No prizes for guessing where this all leads – Anderson might be offbeat and sublimely, pleasingly odd but he’s not a heartless monster – but before we get there, we get to get experience what true belonging feels like, beyond the treats and creature comforts that Rex, King, Duke and Boss discuss, again rather comically (the dialogue is heartfelt and hilarious in equal measure) and where the need for connection really becomes real and palpable.

In many ways, the journey to find Spots is a series of engagingly funny set pieces that excell both verbally and visually, but while Anderson is not setting out to make a serious movie with a capital “S”, he does have a few mildly weighty things to say.

Like the fact that really belonging to someone is a two way street – you should give as much to them as they give to you, and how when this breaks down as it does when all the owners bar Atari go along with Kobayashi’s decree of exile for their pampered pooches and don’t come to the rescue of their pets, or when Spots, when he’s finally located, tells Atari that he’s rethinking being his pet (at this point, Chief, who’s undergone a road to Damascus moment about being a human’s pet, admonishes him in a way that is moving and endearing).

 

 

On the other end of the belonging spectrum, we see how willing people are to relinquish things they love, in this cases dogs, but let’s say freedom and civil rights in a modern, real-world context, to go along with the status quo.

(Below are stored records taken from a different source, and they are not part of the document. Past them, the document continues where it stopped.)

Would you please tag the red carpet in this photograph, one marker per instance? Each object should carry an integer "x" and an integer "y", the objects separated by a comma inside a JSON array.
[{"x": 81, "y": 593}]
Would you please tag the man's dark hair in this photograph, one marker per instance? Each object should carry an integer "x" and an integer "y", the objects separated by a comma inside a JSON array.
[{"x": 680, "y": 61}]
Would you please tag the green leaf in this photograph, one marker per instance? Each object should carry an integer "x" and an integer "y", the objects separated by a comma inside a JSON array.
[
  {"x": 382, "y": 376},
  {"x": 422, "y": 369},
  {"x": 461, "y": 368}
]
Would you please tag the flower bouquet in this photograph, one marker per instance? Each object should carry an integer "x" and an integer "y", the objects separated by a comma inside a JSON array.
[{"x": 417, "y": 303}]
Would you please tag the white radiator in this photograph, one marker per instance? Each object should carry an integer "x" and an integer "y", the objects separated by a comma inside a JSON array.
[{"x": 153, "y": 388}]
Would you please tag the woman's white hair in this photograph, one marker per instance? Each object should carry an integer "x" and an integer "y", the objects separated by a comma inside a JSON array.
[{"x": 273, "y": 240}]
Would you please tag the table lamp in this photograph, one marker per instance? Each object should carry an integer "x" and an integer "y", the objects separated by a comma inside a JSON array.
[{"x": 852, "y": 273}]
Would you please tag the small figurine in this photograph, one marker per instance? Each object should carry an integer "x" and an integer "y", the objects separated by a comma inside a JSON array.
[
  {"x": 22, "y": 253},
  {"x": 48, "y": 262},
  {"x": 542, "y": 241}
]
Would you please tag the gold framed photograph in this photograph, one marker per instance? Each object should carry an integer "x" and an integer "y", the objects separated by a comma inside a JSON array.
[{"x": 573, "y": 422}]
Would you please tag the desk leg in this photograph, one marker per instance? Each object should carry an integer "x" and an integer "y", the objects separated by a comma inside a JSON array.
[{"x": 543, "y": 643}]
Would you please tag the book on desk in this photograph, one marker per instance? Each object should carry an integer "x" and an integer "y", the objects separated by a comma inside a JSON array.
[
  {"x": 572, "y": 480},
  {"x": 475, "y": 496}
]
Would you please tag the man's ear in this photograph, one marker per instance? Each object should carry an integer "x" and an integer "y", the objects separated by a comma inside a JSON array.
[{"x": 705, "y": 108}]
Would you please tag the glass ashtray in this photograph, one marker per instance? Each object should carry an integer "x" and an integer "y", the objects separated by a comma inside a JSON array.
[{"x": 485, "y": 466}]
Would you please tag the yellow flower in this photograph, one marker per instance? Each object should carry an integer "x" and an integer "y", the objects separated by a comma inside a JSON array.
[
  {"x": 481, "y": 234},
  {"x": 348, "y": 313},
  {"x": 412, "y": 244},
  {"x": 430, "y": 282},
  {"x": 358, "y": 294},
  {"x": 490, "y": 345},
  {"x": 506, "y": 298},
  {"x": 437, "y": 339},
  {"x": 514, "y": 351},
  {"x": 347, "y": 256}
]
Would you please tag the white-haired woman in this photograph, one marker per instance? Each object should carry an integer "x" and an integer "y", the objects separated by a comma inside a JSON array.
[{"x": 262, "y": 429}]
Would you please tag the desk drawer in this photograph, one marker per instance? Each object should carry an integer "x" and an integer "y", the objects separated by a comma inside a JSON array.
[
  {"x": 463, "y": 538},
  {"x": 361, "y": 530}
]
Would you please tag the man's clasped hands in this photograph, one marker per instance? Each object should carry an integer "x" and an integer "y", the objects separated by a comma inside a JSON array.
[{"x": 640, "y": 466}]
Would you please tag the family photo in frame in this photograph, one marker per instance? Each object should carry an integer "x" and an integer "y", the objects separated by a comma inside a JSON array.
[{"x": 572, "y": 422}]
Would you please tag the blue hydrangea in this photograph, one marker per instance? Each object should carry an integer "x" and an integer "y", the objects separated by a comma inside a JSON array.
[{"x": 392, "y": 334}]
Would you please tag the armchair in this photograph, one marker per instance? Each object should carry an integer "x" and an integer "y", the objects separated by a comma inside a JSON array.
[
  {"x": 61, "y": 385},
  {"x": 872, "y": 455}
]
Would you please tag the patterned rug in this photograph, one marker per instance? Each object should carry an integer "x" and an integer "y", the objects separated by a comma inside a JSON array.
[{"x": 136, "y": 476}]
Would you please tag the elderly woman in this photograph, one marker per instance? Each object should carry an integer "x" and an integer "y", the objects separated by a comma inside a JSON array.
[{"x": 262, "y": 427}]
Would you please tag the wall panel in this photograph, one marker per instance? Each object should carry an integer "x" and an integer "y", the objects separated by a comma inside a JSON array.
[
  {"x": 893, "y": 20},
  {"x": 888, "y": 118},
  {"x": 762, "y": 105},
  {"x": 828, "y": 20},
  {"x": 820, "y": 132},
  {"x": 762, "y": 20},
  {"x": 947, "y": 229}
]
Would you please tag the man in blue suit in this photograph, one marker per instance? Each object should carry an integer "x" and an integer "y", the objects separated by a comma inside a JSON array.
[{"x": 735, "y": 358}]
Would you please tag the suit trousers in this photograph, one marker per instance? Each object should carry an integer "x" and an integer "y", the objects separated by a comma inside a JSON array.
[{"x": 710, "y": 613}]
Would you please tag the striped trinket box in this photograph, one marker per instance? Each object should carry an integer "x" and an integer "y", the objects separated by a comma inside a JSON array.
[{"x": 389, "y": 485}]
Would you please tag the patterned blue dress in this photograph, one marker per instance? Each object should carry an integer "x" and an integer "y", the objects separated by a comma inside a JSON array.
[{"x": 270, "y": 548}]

They could fight back, they could resist but they don’t, and even when two scientists Professor Watanabe (Akira Ito) and Assistant Scientist Yoko Ono (voice by, yes, thank you casting gods, Yoko Ono) come up with a cure for the canine diseases that Kobayashi uses as the pretext for banishment, only one person, an Ohio exchange student Tracy Walker (Greta Gerwig), who fancies Atari more than a little bit, dares to fight for what’s right.

Others join her from her school’s newspaper but that’s about it and so a struggle ensure between those who choose to belong by inert omission (the vast, troubling majority) and those who belong for all the right reasons, in this case the dogs of Trash Island who go all out to help Atari, and right all the possible wrongs going, even when they have been unjustly treated.

It’s heartwarming and uplifting, and those you can accuse Anderson’s films of being a little emotional distancing with more quirky style than moving substance, that’s not the case for at least the canine members of the cast who beautifully communicate the delights and rewards of true, selfless belonging where you sacrifice for others rather than waiting for them to come to you.

Again, Anderson hasn’t set out to create some deeply meaningful polemic in Isle of Dogs which is typically light, fey, funny and quirky as they come, but he’s too intelligent and insightful a filmmaker to make everything look beguiling and not have something behind all the appealingly creative artifice which is a treat for the eyes, and in a world where selfishness seems to be in ascendancy, a balm for the soul.